Why does ADHD cause disorganization? How hard is it to stay organized with ADHD?
ADHD can cause you to make impulsive decisions, struggle to stop a task once you’ve begun it, and have difficulty conforming to common organizational methods. These and other traits can make you disorganized, and being disorganized can then make your symptoms worse, creating a negative cycle.

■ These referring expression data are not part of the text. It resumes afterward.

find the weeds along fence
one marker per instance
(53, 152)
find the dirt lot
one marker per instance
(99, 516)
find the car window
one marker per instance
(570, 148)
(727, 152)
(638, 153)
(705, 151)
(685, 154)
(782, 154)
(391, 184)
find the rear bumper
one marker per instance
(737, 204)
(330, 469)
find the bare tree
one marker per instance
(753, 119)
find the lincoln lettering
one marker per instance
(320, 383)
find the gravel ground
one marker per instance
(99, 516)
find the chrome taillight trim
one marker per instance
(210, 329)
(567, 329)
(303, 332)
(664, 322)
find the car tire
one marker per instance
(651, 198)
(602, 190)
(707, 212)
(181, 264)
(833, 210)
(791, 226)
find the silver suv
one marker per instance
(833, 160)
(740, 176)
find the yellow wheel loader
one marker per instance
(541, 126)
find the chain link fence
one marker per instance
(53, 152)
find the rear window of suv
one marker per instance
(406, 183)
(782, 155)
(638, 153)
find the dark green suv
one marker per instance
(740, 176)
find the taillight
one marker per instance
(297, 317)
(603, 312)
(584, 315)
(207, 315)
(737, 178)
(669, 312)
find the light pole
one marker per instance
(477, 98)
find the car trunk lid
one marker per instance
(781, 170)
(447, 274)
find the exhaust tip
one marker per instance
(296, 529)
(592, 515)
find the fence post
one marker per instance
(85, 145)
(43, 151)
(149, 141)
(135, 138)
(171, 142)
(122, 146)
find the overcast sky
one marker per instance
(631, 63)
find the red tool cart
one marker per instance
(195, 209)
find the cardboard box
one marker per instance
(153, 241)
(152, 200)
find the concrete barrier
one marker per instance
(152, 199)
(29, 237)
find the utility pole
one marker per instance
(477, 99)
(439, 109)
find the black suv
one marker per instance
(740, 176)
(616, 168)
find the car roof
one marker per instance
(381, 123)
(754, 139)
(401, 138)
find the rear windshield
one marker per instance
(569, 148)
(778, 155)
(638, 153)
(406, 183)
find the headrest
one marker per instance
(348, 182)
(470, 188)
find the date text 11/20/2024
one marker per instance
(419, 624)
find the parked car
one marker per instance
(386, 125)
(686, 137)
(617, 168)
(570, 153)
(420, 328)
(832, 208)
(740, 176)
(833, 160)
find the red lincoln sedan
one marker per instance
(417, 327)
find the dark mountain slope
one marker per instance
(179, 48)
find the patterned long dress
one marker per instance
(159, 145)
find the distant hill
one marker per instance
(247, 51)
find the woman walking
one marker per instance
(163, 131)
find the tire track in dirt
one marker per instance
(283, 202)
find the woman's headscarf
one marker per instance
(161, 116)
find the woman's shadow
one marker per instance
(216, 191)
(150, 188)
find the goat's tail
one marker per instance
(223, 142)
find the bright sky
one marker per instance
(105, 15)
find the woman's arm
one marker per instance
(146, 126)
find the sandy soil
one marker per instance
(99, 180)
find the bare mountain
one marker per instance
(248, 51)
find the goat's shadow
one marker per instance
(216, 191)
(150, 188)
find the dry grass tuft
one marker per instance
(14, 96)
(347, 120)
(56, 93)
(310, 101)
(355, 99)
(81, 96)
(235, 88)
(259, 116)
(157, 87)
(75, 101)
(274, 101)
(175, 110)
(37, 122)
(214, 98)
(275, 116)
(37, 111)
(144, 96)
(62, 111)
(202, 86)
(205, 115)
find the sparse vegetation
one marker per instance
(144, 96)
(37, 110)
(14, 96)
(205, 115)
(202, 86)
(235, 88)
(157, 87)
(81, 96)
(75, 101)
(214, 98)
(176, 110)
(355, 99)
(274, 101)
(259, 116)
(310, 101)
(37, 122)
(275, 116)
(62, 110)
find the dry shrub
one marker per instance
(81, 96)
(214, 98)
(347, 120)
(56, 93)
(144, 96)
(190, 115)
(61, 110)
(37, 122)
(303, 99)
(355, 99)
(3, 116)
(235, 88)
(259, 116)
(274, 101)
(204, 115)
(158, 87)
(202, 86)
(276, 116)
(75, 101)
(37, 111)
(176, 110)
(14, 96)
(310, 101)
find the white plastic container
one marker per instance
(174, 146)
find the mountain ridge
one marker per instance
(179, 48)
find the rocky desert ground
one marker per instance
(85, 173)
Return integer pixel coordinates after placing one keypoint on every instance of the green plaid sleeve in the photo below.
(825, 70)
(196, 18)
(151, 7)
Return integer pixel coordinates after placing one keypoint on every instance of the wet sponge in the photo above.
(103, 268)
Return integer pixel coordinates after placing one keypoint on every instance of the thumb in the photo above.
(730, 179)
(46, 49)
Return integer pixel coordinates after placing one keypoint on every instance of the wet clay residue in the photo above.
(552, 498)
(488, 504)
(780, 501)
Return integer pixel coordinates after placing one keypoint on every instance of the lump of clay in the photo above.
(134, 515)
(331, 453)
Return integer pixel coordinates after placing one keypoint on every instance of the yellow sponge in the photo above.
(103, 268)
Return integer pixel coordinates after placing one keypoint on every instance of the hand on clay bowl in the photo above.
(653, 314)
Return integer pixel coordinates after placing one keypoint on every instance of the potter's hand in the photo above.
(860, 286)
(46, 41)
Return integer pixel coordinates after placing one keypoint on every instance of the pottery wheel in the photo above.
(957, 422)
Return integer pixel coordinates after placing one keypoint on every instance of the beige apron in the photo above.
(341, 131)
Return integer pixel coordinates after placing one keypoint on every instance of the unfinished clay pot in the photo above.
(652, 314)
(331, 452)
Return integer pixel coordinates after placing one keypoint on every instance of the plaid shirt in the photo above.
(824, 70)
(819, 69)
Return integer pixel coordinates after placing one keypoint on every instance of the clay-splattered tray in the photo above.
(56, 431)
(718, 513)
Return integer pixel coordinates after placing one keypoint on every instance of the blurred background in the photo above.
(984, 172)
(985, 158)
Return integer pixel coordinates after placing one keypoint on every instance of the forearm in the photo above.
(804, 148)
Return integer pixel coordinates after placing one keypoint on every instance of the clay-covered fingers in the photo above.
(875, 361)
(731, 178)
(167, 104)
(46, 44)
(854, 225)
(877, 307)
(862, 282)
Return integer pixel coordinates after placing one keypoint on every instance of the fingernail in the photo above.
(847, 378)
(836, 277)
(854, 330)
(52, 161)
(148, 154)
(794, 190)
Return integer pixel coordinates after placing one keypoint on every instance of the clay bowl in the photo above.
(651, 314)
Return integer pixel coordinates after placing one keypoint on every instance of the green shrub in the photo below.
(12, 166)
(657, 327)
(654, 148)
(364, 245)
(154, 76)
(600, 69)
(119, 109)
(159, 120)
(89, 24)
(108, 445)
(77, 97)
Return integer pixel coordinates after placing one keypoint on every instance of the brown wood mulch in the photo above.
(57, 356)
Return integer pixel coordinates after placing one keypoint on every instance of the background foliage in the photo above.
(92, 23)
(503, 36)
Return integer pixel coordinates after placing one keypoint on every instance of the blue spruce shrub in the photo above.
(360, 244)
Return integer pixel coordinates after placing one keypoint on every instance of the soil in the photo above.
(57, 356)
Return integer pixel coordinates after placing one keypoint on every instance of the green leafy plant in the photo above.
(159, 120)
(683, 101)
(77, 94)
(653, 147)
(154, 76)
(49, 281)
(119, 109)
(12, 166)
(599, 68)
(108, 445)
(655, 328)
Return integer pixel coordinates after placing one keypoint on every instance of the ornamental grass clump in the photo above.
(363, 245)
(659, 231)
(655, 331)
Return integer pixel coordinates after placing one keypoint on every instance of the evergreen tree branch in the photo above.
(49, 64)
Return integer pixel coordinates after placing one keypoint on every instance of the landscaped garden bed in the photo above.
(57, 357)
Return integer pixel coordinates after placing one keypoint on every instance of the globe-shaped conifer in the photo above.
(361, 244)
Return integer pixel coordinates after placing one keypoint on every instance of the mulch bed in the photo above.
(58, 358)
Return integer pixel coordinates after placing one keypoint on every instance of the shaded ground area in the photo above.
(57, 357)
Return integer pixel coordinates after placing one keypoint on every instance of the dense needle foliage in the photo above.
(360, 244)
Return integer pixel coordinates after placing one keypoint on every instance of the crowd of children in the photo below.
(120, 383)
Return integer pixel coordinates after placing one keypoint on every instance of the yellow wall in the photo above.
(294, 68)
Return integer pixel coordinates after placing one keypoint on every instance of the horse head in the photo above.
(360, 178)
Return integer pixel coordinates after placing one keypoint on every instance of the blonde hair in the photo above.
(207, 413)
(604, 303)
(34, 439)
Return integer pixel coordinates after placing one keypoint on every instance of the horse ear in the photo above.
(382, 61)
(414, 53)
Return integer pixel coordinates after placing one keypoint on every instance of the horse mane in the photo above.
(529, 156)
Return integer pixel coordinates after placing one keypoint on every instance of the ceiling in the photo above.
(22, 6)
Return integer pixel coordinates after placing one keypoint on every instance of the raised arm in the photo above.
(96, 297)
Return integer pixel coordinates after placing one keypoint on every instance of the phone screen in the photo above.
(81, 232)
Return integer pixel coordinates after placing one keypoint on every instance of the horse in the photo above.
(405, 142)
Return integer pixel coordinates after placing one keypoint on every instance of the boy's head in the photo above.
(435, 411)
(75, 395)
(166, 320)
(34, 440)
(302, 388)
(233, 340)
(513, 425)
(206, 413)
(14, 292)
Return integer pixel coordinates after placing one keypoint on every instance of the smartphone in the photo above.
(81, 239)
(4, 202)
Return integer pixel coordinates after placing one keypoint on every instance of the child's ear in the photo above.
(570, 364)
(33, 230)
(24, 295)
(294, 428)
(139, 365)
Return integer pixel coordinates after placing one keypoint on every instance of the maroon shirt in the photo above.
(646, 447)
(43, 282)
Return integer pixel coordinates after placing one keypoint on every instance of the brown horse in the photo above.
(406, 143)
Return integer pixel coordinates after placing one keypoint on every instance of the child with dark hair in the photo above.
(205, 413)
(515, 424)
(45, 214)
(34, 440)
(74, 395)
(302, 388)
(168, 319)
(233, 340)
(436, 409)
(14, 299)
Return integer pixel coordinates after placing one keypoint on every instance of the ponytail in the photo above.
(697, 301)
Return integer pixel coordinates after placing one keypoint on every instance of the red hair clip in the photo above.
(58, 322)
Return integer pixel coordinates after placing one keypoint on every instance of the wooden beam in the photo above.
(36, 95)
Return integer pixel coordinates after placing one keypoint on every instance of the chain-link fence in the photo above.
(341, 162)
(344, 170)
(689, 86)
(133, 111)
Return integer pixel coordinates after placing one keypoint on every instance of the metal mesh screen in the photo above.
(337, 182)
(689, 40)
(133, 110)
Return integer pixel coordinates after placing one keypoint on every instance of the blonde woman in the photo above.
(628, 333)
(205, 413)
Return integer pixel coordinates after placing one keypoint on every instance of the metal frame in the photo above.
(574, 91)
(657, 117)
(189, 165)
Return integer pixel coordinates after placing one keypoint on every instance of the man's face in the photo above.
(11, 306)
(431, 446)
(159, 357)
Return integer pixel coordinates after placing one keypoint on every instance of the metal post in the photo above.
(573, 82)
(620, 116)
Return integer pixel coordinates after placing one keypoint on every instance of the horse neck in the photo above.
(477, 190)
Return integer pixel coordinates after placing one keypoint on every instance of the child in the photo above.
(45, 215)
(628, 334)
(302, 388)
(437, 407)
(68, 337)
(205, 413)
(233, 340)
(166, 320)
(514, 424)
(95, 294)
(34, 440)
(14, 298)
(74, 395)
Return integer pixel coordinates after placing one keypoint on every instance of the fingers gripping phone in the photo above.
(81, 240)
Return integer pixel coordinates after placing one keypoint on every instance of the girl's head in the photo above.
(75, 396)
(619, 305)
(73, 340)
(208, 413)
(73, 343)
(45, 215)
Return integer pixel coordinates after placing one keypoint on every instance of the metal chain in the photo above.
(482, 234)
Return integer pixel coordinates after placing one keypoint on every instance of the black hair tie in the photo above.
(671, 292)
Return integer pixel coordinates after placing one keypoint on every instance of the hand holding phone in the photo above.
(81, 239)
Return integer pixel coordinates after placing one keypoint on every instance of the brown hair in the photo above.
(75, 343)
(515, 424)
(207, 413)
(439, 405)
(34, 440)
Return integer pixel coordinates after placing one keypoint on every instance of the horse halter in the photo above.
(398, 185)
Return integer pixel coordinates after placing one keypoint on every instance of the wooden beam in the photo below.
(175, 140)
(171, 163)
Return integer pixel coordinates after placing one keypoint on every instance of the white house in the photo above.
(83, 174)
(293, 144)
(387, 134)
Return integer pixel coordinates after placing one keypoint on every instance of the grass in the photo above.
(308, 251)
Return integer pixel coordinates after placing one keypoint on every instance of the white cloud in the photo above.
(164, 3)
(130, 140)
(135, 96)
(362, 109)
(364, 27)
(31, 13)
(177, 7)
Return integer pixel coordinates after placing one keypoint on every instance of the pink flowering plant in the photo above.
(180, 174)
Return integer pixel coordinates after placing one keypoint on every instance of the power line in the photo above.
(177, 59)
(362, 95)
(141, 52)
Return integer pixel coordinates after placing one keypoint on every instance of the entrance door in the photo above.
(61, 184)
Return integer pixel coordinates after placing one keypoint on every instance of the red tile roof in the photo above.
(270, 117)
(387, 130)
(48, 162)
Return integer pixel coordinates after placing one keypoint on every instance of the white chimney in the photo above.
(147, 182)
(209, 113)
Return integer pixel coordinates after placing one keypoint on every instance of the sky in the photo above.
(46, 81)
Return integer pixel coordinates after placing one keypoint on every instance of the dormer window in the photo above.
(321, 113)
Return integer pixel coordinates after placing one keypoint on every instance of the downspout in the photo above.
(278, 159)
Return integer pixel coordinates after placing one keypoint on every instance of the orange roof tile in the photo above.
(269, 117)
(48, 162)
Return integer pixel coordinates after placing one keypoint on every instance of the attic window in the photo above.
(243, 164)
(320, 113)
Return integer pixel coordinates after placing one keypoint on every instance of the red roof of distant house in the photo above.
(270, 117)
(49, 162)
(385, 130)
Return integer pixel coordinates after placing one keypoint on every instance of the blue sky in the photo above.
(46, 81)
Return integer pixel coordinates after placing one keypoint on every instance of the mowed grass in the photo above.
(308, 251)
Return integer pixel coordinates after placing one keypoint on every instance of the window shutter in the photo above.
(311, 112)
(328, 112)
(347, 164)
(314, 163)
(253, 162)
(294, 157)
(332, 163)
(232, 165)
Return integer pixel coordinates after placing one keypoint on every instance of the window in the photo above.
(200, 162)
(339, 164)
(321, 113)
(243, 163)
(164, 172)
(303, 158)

Let’s look at ways to clean up your messy habits so you can get your life in order, according to Order From Chaos by Jaclyn Paul,
Contain Your Current Mess
According to Paul, if you’re already behind on your organization, you won’t be able to jump right into a new system. You need to get a handle on your current state of disorganization. ADHDers can become disorganized more easily because they tend to quickly be overwhelmed by new input, and we’re all constantly receiving various types of input: Much of it is informational like ideas and obligations, and much of it is physical like mail and belongings. For ADHDers, the overwhelm from all this input often leads to piles.
(Shortform note: ADHDers may not even realize how messy their environment has gotten because they often experience clutter blindness, which is when they become so accustomed to the mess around them that it no longer looks messy. Sometimes it can help to ask a friend or loved one to help you identify cluttered areas in your environment so you know where to start containing your mess.)
Piles accumulate when we have no system for dealing with incoming stuff. We get a piece of mail or find a dirty sock on the floor and put it in a pile for us to deal with later, which grows and grows until it feels too big to manage. These piles feel necessary—particularly for those who suffer from “out of sight, out of mind” tendencies—so that we don’t lose track of important items, but ultimately these things tend to get lost in the piles anyway.
Organizing piles starts with containing them, which means designating a specific location to keep those items until you’re ready to deal with them.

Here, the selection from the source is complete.